If there’s one thing author, podcast host, and reality TV star Stassi Schroeder does best, it’s owning who she is, what she loves (be it murder mystery docs or ranch dressing), and never apologizing for it. Stassi — who proudly identifies as a basic bitch, thank you very much — says, “when you actually embrace who you are, you form better connections with people. There are more opportunities for you because you’re being authentic.” As a New York Times best selling author of Next Level Basic, I’d say that Stassi is on to something.
Ahead of Her Conference: Inspire on June 1 in Los Angeles, where Stassi will be keynoting, the 30-year-old discussed her biggest lessons learned throughout her twenties with Her Campus. Spoiler: You’re about to feel very inspired.
- I learned how to forgive people.
“Everyone fucks up and forgiveness is such a major thing. Vanderpump Rules has been a catalogue of our lives in our twenties and its hardcore taught me that each and every one of us has done something to hurt someone, or messed up in some way. Realizing that none of us are perfect and forgiving someone is major because you need to have a great support system and friends to keep you sane. I think forgiveness is the biggest thing anyone can learn to practice. It took me years to forgive some people, but once I did it just felt so much better — selfishly it only helps you in the long run, because you get your friendships back and they’re better than before.”
- When everything fell apart, I picked myself up and started over.
“When I lost my sponsors, that was one of my darkest times ever. And now I feel like I am kind of thankful that happened because it taught me that you can pick yourself up and start over. You can literally start over again if you decide to, so when you fail at something you have two paths: you can just wallow in it and be like well I guess that’s done, or you can start over. And I started over. And I got a book. You can really overcome anything.”
- I discovered that my ultimate self care is taking breaks for silence.
“Self care is completely different for every person and that’s something that I’ve had to have lots of talks with people about. My self care is alone time — it’s being with my dogs on my couch not talking. If my boyfriend is here and I need that alone time, let’s just sit and not talk. That is my ultimate self care, taking breaks for silence. Whereas some of my friends, their way of self care is getting off of work and going and socializing. That re-energizes them and makes them feel like they’re taking care of themselves. It’s all about trying to discover what you need to feel like you can go about your day and be energized and feel like you are emotionally and physically taken care of, and that’s so different for everyone.”
- I accepted that you might not stay on top forever, but you also won’t stay at the bottom.

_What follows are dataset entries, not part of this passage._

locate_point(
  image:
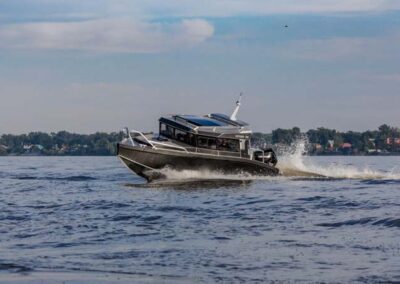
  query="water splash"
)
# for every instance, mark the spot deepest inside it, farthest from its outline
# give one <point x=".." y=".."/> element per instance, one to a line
<point x="293" y="163"/>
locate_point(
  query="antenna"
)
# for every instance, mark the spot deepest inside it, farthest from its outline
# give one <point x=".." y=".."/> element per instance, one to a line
<point x="236" y="110"/>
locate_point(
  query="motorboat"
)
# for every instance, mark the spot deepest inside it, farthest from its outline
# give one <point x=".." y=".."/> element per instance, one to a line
<point x="215" y="143"/>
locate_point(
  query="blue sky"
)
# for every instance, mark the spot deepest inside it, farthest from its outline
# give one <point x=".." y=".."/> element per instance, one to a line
<point x="100" y="65"/>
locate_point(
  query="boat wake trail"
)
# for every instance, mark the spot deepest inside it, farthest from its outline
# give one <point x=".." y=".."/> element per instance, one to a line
<point x="293" y="163"/>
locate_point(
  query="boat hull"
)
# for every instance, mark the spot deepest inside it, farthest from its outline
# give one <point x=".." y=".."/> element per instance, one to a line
<point x="147" y="162"/>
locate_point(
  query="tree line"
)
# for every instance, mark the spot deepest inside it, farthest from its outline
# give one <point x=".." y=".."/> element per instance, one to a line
<point x="60" y="143"/>
<point x="384" y="140"/>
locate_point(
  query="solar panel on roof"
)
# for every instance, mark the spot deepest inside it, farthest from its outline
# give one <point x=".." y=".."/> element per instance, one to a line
<point x="227" y="119"/>
<point x="201" y="121"/>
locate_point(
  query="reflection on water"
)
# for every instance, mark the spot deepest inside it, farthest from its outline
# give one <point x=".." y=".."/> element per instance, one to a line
<point x="88" y="219"/>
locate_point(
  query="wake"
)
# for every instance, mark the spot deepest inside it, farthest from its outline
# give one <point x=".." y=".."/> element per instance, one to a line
<point x="294" y="164"/>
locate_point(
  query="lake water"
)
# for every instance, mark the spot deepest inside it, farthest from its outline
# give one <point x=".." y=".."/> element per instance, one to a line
<point x="90" y="220"/>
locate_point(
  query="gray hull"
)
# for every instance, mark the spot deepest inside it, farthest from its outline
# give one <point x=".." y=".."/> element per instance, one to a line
<point x="146" y="162"/>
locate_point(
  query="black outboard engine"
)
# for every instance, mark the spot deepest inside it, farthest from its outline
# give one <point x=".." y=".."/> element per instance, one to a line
<point x="267" y="156"/>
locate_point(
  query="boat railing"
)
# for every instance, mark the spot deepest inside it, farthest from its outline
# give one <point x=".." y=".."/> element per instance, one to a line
<point x="153" y="143"/>
<point x="156" y="145"/>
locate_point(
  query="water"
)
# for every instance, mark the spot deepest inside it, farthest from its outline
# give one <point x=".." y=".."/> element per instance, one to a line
<point x="89" y="220"/>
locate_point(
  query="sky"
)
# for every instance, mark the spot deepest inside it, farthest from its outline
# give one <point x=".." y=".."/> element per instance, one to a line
<point x="100" y="65"/>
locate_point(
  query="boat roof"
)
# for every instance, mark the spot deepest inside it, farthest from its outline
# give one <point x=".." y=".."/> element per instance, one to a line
<point x="212" y="124"/>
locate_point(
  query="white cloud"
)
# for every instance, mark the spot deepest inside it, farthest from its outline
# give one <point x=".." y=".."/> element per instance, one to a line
<point x="106" y="35"/>
<point x="344" y="48"/>
<point x="222" y="8"/>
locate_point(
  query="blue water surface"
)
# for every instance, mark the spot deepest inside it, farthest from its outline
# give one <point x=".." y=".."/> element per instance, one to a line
<point x="88" y="219"/>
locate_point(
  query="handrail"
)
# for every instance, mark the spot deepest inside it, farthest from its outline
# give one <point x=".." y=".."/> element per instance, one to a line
<point x="141" y="134"/>
<point x="153" y="143"/>
<point x="171" y="146"/>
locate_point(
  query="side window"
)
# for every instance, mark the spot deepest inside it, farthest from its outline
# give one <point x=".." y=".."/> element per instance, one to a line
<point x="181" y="136"/>
<point x="169" y="131"/>
<point x="207" y="142"/>
<point x="212" y="144"/>
<point x="163" y="129"/>
<point x="228" y="145"/>
<point x="202" y="142"/>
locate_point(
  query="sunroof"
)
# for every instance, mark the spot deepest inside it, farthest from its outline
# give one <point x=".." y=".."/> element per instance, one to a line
<point x="201" y="121"/>
<point x="227" y="119"/>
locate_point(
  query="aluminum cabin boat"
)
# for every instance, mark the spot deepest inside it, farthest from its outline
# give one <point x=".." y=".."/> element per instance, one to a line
<point x="214" y="143"/>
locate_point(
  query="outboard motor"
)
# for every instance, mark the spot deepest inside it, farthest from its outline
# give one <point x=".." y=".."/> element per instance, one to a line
<point x="267" y="156"/>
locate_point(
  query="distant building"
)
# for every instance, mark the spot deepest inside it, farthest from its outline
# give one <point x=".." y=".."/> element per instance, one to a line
<point x="392" y="141"/>
<point x="3" y="150"/>
<point x="346" y="146"/>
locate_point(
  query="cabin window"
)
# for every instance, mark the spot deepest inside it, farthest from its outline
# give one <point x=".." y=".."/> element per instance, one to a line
<point x="230" y="145"/>
<point x="207" y="142"/>
<point x="163" y="129"/>
<point x="182" y="136"/>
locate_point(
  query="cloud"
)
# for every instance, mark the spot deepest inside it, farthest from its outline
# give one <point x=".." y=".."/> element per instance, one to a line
<point x="48" y="9"/>
<point x="106" y="35"/>
<point x="344" y="48"/>
<point x="193" y="8"/>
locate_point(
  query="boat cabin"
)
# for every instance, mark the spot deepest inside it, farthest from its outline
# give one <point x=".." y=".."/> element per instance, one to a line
<point x="213" y="132"/>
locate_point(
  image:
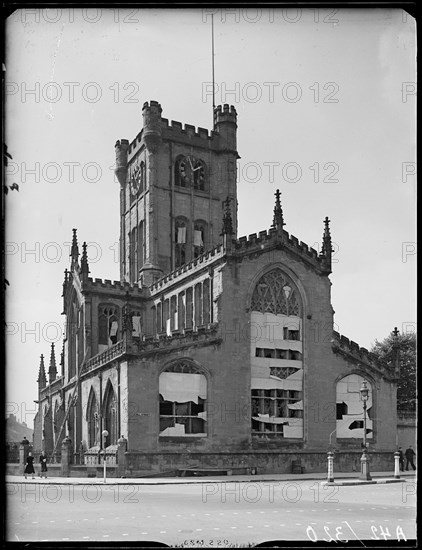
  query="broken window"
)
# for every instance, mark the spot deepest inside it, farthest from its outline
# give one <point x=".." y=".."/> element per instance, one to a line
<point x="272" y="409"/>
<point x="341" y="409"/>
<point x="183" y="394"/>
<point x="289" y="334"/>
<point x="349" y="408"/>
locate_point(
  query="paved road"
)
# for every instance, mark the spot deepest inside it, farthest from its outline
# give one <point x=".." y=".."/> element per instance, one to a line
<point x="211" y="514"/>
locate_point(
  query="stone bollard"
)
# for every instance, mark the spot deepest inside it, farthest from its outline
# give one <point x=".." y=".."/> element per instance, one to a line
<point x="397" y="465"/>
<point x="66" y="457"/>
<point x="23" y="454"/>
<point x="121" y="457"/>
<point x="330" y="459"/>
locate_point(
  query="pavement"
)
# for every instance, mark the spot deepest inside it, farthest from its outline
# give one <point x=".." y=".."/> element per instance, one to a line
<point x="341" y="478"/>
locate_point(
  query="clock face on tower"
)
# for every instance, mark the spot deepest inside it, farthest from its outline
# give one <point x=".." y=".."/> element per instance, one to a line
<point x="191" y="172"/>
<point x="136" y="178"/>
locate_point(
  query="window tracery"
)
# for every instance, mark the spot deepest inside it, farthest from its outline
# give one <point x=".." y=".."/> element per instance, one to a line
<point x="275" y="293"/>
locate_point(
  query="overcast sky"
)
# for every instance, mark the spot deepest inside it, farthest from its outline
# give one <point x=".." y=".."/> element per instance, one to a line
<point x="326" y="112"/>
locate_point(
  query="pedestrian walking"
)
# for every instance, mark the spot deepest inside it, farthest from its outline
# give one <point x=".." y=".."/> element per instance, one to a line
<point x="43" y="462"/>
<point x="410" y="454"/>
<point x="401" y="459"/>
<point x="29" y="467"/>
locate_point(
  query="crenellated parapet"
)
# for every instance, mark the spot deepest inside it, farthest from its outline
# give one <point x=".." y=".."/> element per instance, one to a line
<point x="157" y="129"/>
<point x="109" y="286"/>
<point x="175" y="276"/>
<point x="202" y="336"/>
<point x="354" y="353"/>
<point x="267" y="240"/>
<point x="52" y="388"/>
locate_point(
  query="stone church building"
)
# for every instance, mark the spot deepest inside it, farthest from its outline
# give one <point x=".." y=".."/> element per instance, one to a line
<point x="211" y="351"/>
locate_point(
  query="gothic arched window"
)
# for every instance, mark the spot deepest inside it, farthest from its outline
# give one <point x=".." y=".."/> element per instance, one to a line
<point x="142" y="183"/>
<point x="277" y="294"/>
<point x="198" y="168"/>
<point x="108" y="326"/>
<point x="182" y="172"/>
<point x="181" y="239"/>
<point x="199" y="238"/>
<point x="93" y="420"/>
<point x="183" y="395"/>
<point x="110" y="415"/>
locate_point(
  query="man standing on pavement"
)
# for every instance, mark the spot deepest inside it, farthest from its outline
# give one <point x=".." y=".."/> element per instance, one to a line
<point x="401" y="459"/>
<point x="409" y="454"/>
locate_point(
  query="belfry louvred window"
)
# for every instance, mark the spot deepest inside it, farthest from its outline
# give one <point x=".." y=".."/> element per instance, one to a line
<point x="108" y="325"/>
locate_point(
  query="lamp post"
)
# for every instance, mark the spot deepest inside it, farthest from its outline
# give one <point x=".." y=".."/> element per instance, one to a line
<point x="287" y="290"/>
<point x="364" y="461"/>
<point x="105" y="435"/>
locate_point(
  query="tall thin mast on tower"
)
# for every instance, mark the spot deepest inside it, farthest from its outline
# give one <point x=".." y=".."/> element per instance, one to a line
<point x="213" y="80"/>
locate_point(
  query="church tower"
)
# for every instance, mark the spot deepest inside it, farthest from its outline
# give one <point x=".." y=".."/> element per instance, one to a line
<point x="173" y="182"/>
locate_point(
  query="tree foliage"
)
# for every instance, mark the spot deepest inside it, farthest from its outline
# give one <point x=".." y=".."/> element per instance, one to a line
<point x="406" y="387"/>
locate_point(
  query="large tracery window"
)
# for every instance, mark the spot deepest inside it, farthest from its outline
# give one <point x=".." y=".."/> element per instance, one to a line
<point x="93" y="420"/>
<point x="274" y="294"/>
<point x="183" y="394"/>
<point x="110" y="415"/>
<point x="276" y="357"/>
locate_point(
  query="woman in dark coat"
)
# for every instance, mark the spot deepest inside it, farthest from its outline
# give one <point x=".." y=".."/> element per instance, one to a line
<point x="29" y="467"/>
<point x="43" y="462"/>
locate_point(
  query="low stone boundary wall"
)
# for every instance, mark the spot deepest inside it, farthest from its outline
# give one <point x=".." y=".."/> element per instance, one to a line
<point x="263" y="462"/>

“It took me a few years to get used to it, but once I did I realized that I chose to put my life out there and there’s always going to be ups and downs and at some point people are going to loathe me, and at some points and people will root for me. It’s always going to shift, you’re never going to stay on top and for the most part you’re never going to stay at the bottom. You just have to be yourself, and when people tweet awful things or comment negative things, those same people might shift in the next episode that comes out, so I don’t take what strangers say seriously.”
- I found myself through others and wrote a book about it.
“Timing is totally everything. I knew one day I wanted to write a book, I went to college for English writing and I knew it was something that I wanted to do but I hadn’t found myself yet. Granted, I still haven’t totally found myself — I don’t think we ever totally do, that takes forever — but once I started my podcast I started interacting with my listeners. I found myself in the podcast and recognized what it is I have to offer. By reading emails from people who said, ‘you talking about this basic story that happened to you got me through when I was in the hospital, or through a breakup, and it makes me feel less alone’ or, ‘I like certain things, everyone calls me a basic bitch for it.’ Once I realized there’s a group of people out there who are undercover basic bitches and we’re all afraid to come out of our cave, I was like that is what I can write about. And, you know, they say write what you know and I know a lot about that.”
- I realized that success is happiness.
“Success is waking up and feeling happiness, and like I contributed something to the world, even if it’s basic. Just knowing that so many people listen to my podcast or read my book makes me feel so good, and that’s success.”